In [1]:
import random
import json
from datetime import datetime, timedelta
import torch
from datasets import Dataset
from transformers import (
    AutoModelForCausalLM,
    AutoTokenizer,
    TrainingArguments,
    Trainer,
    DataCollatorForLanguageModeling,
    logging
)
from peft import LoraConfig, get_peft_model

In [2]:
# Enable logging for visibility
logging.set_verbosity_info()

In [3]:
# === Step 1: Preprocess JSON files to flatten 'response' field ===
def flatten_json(input_path):
    with open(input_path, "r") as f:
        raw_data = json.load(f)

    formatted_data = []
    for item in raw_data:
        instruction = item["instruction"].strip()
        response = json.dumps(item["response"], indent=2)  # Convert dict to string
        prompt = f"Instruction: {instruction} \nResponse:\n{response}"
        formatted_data.append({"text": prompt})
    return formatted_data

In [4]:
# Load and flatten train/test datasets
train_data = flatten_json(r"C:\Users\T14 gen2\Documents\SementicSearch\train_data.json")
test_data = flatten_json(r"C:\Users\T14 gen2\Documents\SementicSearch\test_data.json")

In [5]:
# Convert to HuggingFace Dataset objects
train_dataset = Dataset.from_list(train_data)
test_dataset = Dataset.from_list(test_data)

In [6]:
# === Step 2: Load model and tokenizer ===
model_path = r"C:\Users\T14 gen2\Documents\SementicSearch\Tinyllama"
tokenizer = AutoTokenizer.from_pretrained(model_path)
tokenizer.pad_token = tokenizer.eos_token
model = AutoModelForCausalLM.from_pretrained(model_path, device_map="auto")
model.config.pad_token_id = tokenizer.pad_token_id

loading file tokenizer.model
loading file tokenizer.json
loading file added_tokens.json
loading file special_tokens_map.json
loading file tokenizer_config.json
loading file chat_template.jinja
loading configuration file C:\Users\T14 gen2\Documents\SementicSearch\Tinyllama\config.json
Model config LlamaConfig {
  "architectures": [
    "LlamaForCausalLM"
  ],
  "attention_bias": false,
  "attention_dropout": 0.0,
  "bos_token_id": 1,
  "dtype": "bfloat16",
  "eos_token_id": 2,
  "head_dim": 64,
  "hidden_act": "silu",
  "hidden_size": 2048,
  "initializer_range": 0.02,
  "intermediate_size": 5632,
  "max_position_embeddings": 2048,
  "mlp_bias": false,
  "model_type": "llama",
  "num_attention_heads": 32,
  "num_hidden_layers": 22,
  "num_key_value_heads": 4,
  "pretraining_tp": 1,
  "rms_norm_eps": 1e-05,
  "rope_scaling": null,
  "rope_theta": 10000.0,
  "tie_word_embeddings": false,
  "transformers_version": "4.57.1",
  "use_cache": true,
  "vocab_size": 32000
}

loading weights file

In [7]:
# === Step 3: Apply LoRA for efficient fine-tuning ===
lora_config = LoraConfig(
    r=8,
    lora_alpha=16,
    target_modules=["q_proj", "v_proj"],
    lora_dropout=0.05,
    bias="none",
    task_type="CAUSAL_LM",
)

model = get_peft_model(model, lora_config)
model.print_trainable_parameters()

trainable params: 1,126,400 || all params: 1,101,174,784 || trainable%: 0.1023


In [8]:
# === Step 4: Tokenize the dataset ===
def tokenize(batch):
    return tokenizer(batch["text"], truncation=True, padding="max_length", max_length=256)
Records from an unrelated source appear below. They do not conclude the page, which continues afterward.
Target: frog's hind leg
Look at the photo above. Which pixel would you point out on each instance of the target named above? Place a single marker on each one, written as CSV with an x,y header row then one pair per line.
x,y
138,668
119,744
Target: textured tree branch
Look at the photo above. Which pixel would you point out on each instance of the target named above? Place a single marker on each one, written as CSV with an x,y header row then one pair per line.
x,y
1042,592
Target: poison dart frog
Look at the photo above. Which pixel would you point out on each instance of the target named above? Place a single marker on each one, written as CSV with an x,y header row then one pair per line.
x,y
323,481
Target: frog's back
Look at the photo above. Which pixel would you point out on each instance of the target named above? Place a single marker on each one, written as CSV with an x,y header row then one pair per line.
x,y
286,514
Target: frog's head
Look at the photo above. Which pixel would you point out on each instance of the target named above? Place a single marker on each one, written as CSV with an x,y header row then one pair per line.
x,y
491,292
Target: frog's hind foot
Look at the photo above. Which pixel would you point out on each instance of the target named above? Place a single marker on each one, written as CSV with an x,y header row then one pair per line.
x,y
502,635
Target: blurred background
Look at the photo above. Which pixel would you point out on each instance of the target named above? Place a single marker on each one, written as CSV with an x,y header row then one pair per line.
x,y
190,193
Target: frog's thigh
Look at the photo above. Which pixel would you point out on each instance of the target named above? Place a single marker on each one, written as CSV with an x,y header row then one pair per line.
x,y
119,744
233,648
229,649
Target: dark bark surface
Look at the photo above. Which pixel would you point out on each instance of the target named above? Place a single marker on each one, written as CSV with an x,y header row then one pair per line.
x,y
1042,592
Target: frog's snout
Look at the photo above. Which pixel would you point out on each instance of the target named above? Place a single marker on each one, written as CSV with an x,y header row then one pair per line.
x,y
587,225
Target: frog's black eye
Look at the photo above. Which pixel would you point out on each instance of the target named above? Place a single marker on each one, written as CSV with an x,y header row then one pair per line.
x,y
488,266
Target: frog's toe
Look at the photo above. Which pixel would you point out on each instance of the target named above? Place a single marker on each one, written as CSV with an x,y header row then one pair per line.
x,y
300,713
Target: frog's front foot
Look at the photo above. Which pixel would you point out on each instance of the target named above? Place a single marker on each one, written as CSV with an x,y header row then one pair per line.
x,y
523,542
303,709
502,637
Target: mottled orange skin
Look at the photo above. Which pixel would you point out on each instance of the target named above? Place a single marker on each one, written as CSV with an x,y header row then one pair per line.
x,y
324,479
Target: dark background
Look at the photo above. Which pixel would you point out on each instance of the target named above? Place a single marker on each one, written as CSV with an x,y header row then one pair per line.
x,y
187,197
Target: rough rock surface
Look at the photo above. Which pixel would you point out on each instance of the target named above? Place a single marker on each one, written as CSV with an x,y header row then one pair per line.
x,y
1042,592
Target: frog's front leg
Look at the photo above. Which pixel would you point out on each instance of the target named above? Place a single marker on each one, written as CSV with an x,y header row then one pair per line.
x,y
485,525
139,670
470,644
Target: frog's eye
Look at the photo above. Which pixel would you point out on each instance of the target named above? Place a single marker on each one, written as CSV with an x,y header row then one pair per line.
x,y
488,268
tokenized_train = train_dataset.map(tokenize, batched=True, remove_columns=["text"])
tokenized_test = test_dataset.map(tokenize, batched=True, remove_columns=["text"])

Map:   0%|          | 0/960 [00:00<?, ? examples/s]

Map:   0%|          | 0/240 [00:00<?, ? examples/s]

In [9]:
# === Step 5: Setup data collator ===
data_collator = DataCollatorForLanguageModeling(tokenizer=tokenizer, mlm=False)

In [10]:
# === Step 6: Define training arguments ===
training_args = TrainingArguments(
    output_dir="./tinyllama-finetuned",
    overwrite_output_dir=True,
    num_train_epochs=3,
    per_device_train_batch_size=4,
    gradient_accumulation_steps=4,
    learning_rate=2e-4,
    fp16=torch.cuda.is_available(),
    save_steps=500,
    logging_steps=20,
    save_total_limit=2,
    eval_steps=500,
)

PyTorch: setting up devices
The default value for the training argument `--report_to` will change in v5 (from all installed integrations to none). In v5, you will need to use `--report_to all` to get the same behavior as now. You should start updating your code and make this info disappear :-).


In [11]:
# === Step 7: Setup Trainer ===
trainer = Trainer(
    model=model,
    args=training_args,
    train_dataset=tokenized_train,
    eval_dataset=tokenized_test,
    data_collator=data_collator,
)

The model is already on multiple devices. Skipping the move to device specified in `args`.


In [None]:
# Train the model
trainer.train()

***** Running training *****
  Num examples = 960
  Num Epochs = 3
  Instantaneous batch size per device = 4
  Total train batch size (w. parallel, distributed & accumulation) = 16
  Gradient Accumulation steps = 4
  Total optimization steps = 180
  Number of trainable parameters = 1,126,400


Step,Training Loss
20,1.0074
40,0.4438


In [None]:
# Save final model and tokenizer
trainer.save_model("./tinyllama-finetuned-detailed")
tokenizer.save_pretrained("./tinyllama-finetuned-detailed")